Wissenswertes zur Oberschenkelstraffung: Ist sie für Sie geeignet?
Haben Sie auf Ihrer Reise zur Gewichtsabnahme einen großen Erfolg erzielt oder beobachten Sie über die Jahre natürliche Veränderungen an Ihrem Körper? Vielleicht kämpfen Sie nun mit Hauterschlaffungen an den Innenseiten Ihrer Beine, die trotz Diät und Sport nicht verschwinden. Dies kann sowohl ästhetisch störend sein als auch funktionelle Probleme wie Hautreizungen im Sommer verursachen. Wenn Ihnen dieses Szenario bekannt vorkommt, ist es an der Zeit, mehr über die Oberschenkelstraffung zu erfahren.
Was genau ist dieser Eingriff, für wen ist er geeignet und wie verläuft der Prozess? In diesem Artikel beantworten wir die am häufigsten gestellten Fragen zur Oberschenkelstraffung.
Warum wird eine Oberschenkelstraffung notwendig?
Das Hauptziel einer Oberschenkelstraffung ist es, überschüssige und erschlaffte Haut an den Innen- und Oberseiten der Beine zu entfernen. Dies tritt meist aus folgenden Gründen auf:
- Massiver Gewichtsverlust: Nach einer bariatrischen Operation (Schlauchmagen etc.) oder starken Diäten verliert die Haut ihre Elastizität und kann sich nicht an die neue Körperkontur anpassen.
- Alterung: Mit der Zeit schwächen Kollagen- und Elastinfasern ab, was zu Erschlaffungen führt.
- Genetische Faktoren: Manche Menschen neigen genetisch bedingt eher zu schlaffem Bindegewebe.
Wer ist ein guter Kandidat für diesen Eingriff?
Es gibt bestimmte Kriterien, um festzustellen, ob diese Operation die richtige Lösung für Sie ist. Allgemein ist ein guter Kandidat jemand, der:
- mäßige bis fortgeschrittene Hauterschlaffung an den Oberschenkelinnenseiten hat,
- ein stabiles Gewicht hat (also keine größeren Gewichtsveränderungen in naher Zukunft plant),
- keine schwerwiegenden gesundheitlichen Probleme hat, die gegen eine Operation sprechen,
- Nichtraucher ist oder bereit ist, das Rauchen vor und nach dem Eingriff zu pausieren,
- realistische Erwartungen bezüglich der Narbenbildung nach der Operation hat.
Welche Operationsmethoden gibt es?
Die Oberschenkelstraffung wird individuell nach dem Grad der Erschlaffung geplant. Es werden zwei grundlegende Schnitttechniken angewandt:
1. Mini-Oberschenkelstraffung: Bei leichter Erschlaffung im obersten Teil des Oberschenkels. Der Schnitt wird diskret in der Leistenfalte versteckt und die Narbe ist kürzer.
2. Standard-Oberschenkelstraffung (Vertikal): Bei ausgeprägter Erschlaffung, die bis zum Knie reicht. Der Schnitt verläuft von der Leiste entlang der Beininnenseite nach unten zum Knie. So kann mehr Haut entfernt und eine effektivere Straffung erzielt werden.
Für optimale Ergebnisse wird dieser Eingriff oft mit einer Liposuktion (insbesondere Vaser-Liposuktion) kombiniert, um überschüssiges Fett in der Region zu entfernen.
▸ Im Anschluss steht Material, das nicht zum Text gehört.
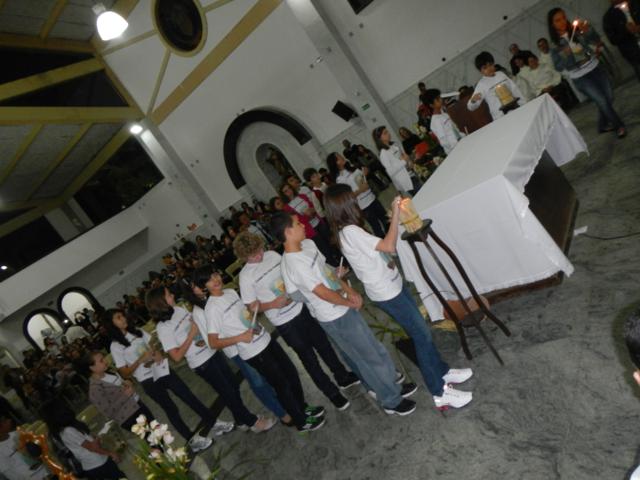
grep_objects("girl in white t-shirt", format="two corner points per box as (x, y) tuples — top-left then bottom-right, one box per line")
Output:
(102, 309), (218, 451)
(327, 152), (389, 236)
(372, 125), (420, 195)
(145, 287), (273, 432)
(43, 402), (126, 480)
(193, 266), (324, 432)
(325, 185), (473, 409)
Ablauf und Heilungsprozess
Der Eingriff erfolgt unter Vollnarkose und dauert etwa 2-3 Stunden. Ein Klinikaufenthalt von 1-2 Tagen ist üblich. Schmerzen in den ersten Tagen lassen sich gut mit einfachen Schmerzmitteln kontrollieren. Das Tragen eines speziellen Mieders für einige Wochen ist entscheidend, um die Form zu unterstützen und Ödeme zu reduzieren. Nach 1-2 Wochen können Sie meist in den Büroalltag zurückkehren; schwerer Sport ist nach etwa 4-6 Wochen wieder möglich.
Die Oberschenkelstraffung ist eine Operation mit sehr zufriedenstellenden Ergebnissen, die durch straffere und ästhetischere Beinkonturen sowohl den physischen Komfort als auch das Selbstvertrauen steigert. Wenn Sie unter Hauterschlaffung an den Beinen leiden, ist das Gespräch mit einem erfahrenen plastischen Chirurgen der wichtigste Schritt.